Step 9, Check/Trim case length – Deburr. Tool needed: calipers. At the time of my order, Midway was having a sale on their Frankford Arsenal electronic calipers for only $15. These are really nice and I almost ordered two, one for myself, but I already have two old fashioned dial calipers that are perfectly usable.

The Lee Zip Trim tool in action

Lee has a unique solution for case trimming. For every type of popular case, they have an inexpensive kit that includes a case length gauge and special shell holder. Each kit costs about $4.50 and is designed to be used with their ball handle case trimmer ($7) and something called a lock stud. This setup really doesn’t even require the services of a caliper to measure case length. The case gauge in concert with the lock stud and the special shell holder only allows case cutting until the gauge bottoms out on the lock stud, at which time the case has been cut to the optimum trim length.

An option instead of the lock stud is a new Lee gizmo called the Zip Trim. The special shell holder screws onto the Zip Trim device. There is a pull string on the Zip Trim, like a lawnmower pull string, which when you pull, spins the shell which is chucked into the shell holder. You apply the ball handle case trimmer with case gauge to the shell while it is rotating, and the shell is trimmed to proper length.

The Zip Trim device can be bench mounted. Or it can be mounted to a block of wood. The wood block can then be clamped to the coffee table for a temporary bench mount arrangement.

I also added the Lee Chamfer and Deburr tool to Ben’s kit for the staggering sum of $2.79. After trimming, the chamfer and deburr tool can be applied to the shell while it is still chucked into the Zip Trim to make quick work of that operation.
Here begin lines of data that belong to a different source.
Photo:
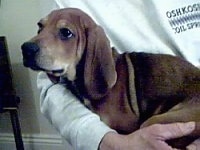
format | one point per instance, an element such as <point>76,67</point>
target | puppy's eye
<point>41,26</point>
<point>65,34</point>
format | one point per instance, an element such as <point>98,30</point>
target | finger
<point>174,130</point>
<point>194,146</point>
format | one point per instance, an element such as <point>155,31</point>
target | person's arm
<point>85,131</point>
<point>152,138</point>
<point>78,125</point>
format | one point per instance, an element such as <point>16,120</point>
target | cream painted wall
<point>18,20</point>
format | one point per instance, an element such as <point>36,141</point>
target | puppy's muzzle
<point>29,52</point>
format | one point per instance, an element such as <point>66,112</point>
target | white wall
<point>18,20</point>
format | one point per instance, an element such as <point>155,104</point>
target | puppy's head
<point>63,37</point>
<point>60,42</point>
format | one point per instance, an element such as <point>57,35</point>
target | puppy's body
<point>128,91</point>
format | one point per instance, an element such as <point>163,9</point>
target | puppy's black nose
<point>29,49</point>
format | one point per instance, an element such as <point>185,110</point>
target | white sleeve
<point>78,125</point>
Pretty slick.

Step 10, prime cases. I mentioned earlier that the hand press kit included priming tools. You have to feed each primer by fingers to the ram mounted punch, but it works fine. I donated a Lyman primer flipper tray to Ben’s kit that I no longer needed.

Steps 11 through 13, decide bullet, powder type and charge, cartridge overall length. I included a pound of H335, 500 small rifle primers, and a box of fifty 100 grain .264” Nosler Ballistic Tip bullets. To that, Sam added one hundred 55 grain .224” diameter FMJ bullets for reloading .223 Remington ammo. Plenty of cases for both 6.5 TC/U and .223 reloading were also included. That’s enough to get him started.
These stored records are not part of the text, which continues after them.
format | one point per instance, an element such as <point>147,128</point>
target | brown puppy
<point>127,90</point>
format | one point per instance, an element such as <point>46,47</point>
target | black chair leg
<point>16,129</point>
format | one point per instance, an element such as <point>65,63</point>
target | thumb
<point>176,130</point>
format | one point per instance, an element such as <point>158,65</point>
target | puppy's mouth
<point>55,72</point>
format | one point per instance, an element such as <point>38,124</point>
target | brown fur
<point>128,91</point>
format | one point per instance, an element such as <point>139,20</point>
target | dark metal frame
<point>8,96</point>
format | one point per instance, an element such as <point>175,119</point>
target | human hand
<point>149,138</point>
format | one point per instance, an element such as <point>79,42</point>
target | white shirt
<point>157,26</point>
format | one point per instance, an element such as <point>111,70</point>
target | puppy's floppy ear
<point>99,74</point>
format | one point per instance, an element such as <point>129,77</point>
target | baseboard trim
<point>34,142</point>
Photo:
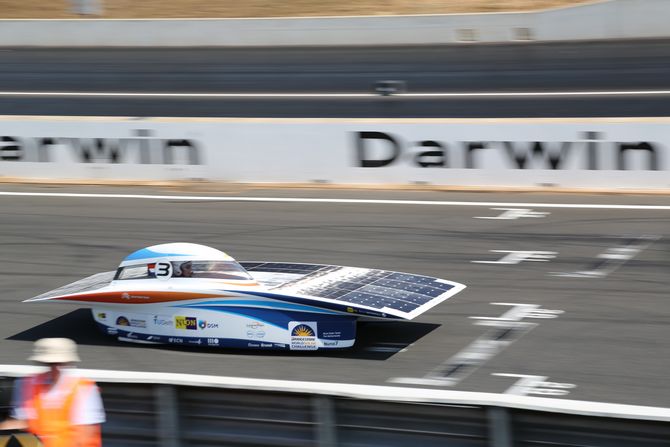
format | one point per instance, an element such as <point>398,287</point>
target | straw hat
<point>54,350</point>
But one of the most important things needed is information. Hornady offers one of the most comprehensive reloading manuals on the market. They recently brought out a fresh edition which I picked up. I then donated my most recent prior edition to Ben’s kit. The major difference between the old and new books is info on some new calibers and new Hornady bullets.

Step 14, charge case with powder. As mentioned previously, A funnel was included with the press kit, and I decided that a Lee Powder Dipper kit would be adequate. This kit includes 15 yellow plastic dippers in graduated sizes, plus a chart that shows how much volume by weight each dipper scoops for most common powders. When we tried it out though, we found that the quantity of H335 that we wanted to throw was almost exactly between two dipper sizes. One was too little, the next was too much. The limitations of dippers became apparent.
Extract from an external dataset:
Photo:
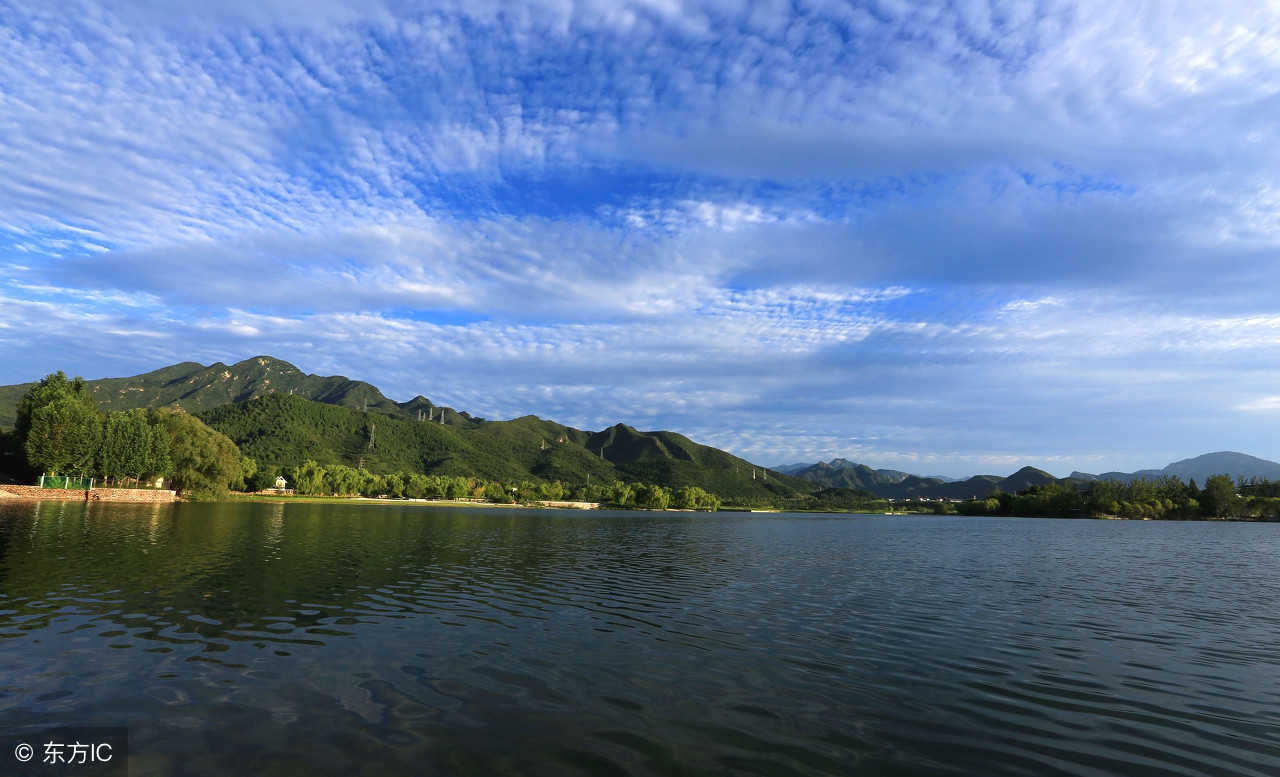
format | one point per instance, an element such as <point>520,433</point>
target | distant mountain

So as a follow-up Christmas gift, I got Ben an inexpensive MTM digital electronic scale. It is small and compact, but when we compared it to my larger (and more expensive!) Dillon electronic scale, they read exactly the same for a sample powder charge. Cost: under $30. He can throw the basic charge with the dipper size that is below the desired charge, then trickle up to the exact weight using a small dipper.

Step 15, seat bullet. For setting the cartridge overall length, this is where the electronic dial calipers are definitely needed, even if they are not really needed to check case trim length with the Lee trimming system.

Step 16, re-gauge finished cartridge (for autoloaders). Got it covered already with the Dillon case gauge.

In assembling this kit, I was pleasantly surprised by the the low cost of most of the pieces. All the Lee products, the calipers, and the digital scale are perfect examples. Ben can upgrade or add pieces in time as finances and interest dictate. But all necessary reloading operations can be performed with this basic kit to produce quality reloads.